A sensação de insegurança assola o Brasil: uma nova pesquisa do Instituto Sou da Paz, divulgada nesta segunda-feira (18 de março), revela que apenas 32% da população se sente segura na cidade onde vive. Esse dado alarmante escancara a urgência de debater a segurança pública e o impacto direto na qualidade de vida dos cidadãos. O Resumo explica e descomplica para você.
Maioria Rejeita Radicalismo e Pede Eficiência
A pesquisa do Instituto Sou da Paz, realizada pela Oma Pesquisa, demonstra que a maioria dos brasileiros busca soluções eficazes e preventivas para a segurança pública, distanciando-se de abordagens radicais. O levantamento, feito de novembro a dezembro de 2023 com 1.115 entrevistas domiciliares em todo o país, aponta um claro desejo por políticas públicas baseadas em tecnologia e respeito à lei.
– Apenas 20% concordam com a frase “bandido bom é bandido morto”.
– 73% defendem que criminosos sejam julgados e presos pelos seus crimes.
– 55% acreditam na aplicação das leis já existentes, contra 39% que pedem aumento de penas.
O que isso muda na prática: Essa percepção da sociedade impulsiona os formuladores de políticas a priorizar estratégias que foquem na inteligência, na prevenção do crime e na modernização das forças de segurança, em vez de medidas punitivas extremas que não encontram apoio popular amplo.
Mulheres São As Mais Afetadas Pela Insegurança
A pesquisa destaca uma disparidade preocupante na percepção de segurança, com as mulheres sendo significativamente mais impactadas pela violência urbana.

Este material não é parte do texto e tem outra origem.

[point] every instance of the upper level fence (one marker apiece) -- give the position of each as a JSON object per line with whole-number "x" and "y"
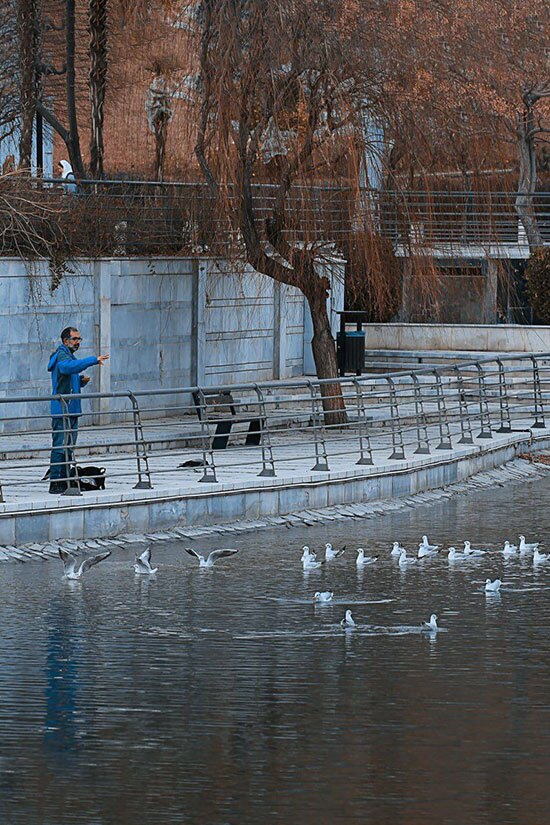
{"x": 265, "y": 429}
{"x": 112, "y": 218}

A diretora-executiva do Instituto Sou da Paz, Carolina Ricardo, ressalta que a sociedade busca por resultados concretos e novas formas de abordar o tema, para além dos radicalismos.
– Somente 32% das pessoas se sentem seguras na cidade onde moram.
– Entre as mulheres, esse índice cai para 26%.
– 83% dos entrevistados identificaram a violência contra a mulher como presente em suas cidades.
O que isso muda na prática: O cenário exige que políticas de segurança pública desenvolvam abordagens específicas para a proteção de mulheres e meninas, como campanhas de conscientização, canais de denúncia mais eficazes e patrulhamento direcionado, para enfrentar a vulnerabilidade e o medo que afetam essa parcela da população.
Armas e Polícia: O Que Pensa o Brasileiro
O estudo também sondou a opinião pública sobre o porte de armas e a atuação policial, revelando tendências claras que podem guiar o debate sobre legislação e treinamento das forças de segurança. A população se mostra cautelosa quanto à circulação de armamentos e apoia inovações na fiscalização policial.
– 77% da população entende que armas legalmente compradas podem ser utilizadas em atos violentos quando são roubadas.
– 73% afirmam que ter mais armas em circulação gera mais violência.
– 82% são favoráveis ao uso de câmeras corporais como tecnologias protetivas.
– 65% acreditam que é preciso uma polícia melhor e mais preparada.
O que isso muda na prática: As conclusões reforçam a importância de um controle rigoroso sobre a circulação de armas e de investimentos na capacitação e modernização das polícias, com o uso de tecnologias como câmeras corporais, visando maior transparência e eficácia na segurança dos cidadãos.
Cinco Prioridades Para o Futuro da Segurança Pública
Para transformar a segurança pública nos próximos anos, o Instituto Sou da Paz delineia cinco eixos de atuação essenciais, que visam construir um ambiente mais seguro e justo para todos os brasileiros. Essas recomendações refletem os anseios da sociedade por uma abordagem mais estratégica e focada em resultados.
– Proteger meninas e mulheres.
– Fortalecer polícias mais preparadas e valorizadas.
– Enfrentar o crime organizado.
– Reduzir roubos.
– Retirar armas ilegais de circulação.
O que isso muda na prática: Essas prioridades servem como um roteiro para gestores públicos e legisladores, orientando a criação de programas e leis que abordem os pontos críticos da segurança no país, com um foco especial na proteção dos mais vulneráveis e na desarticulação do crime organizado.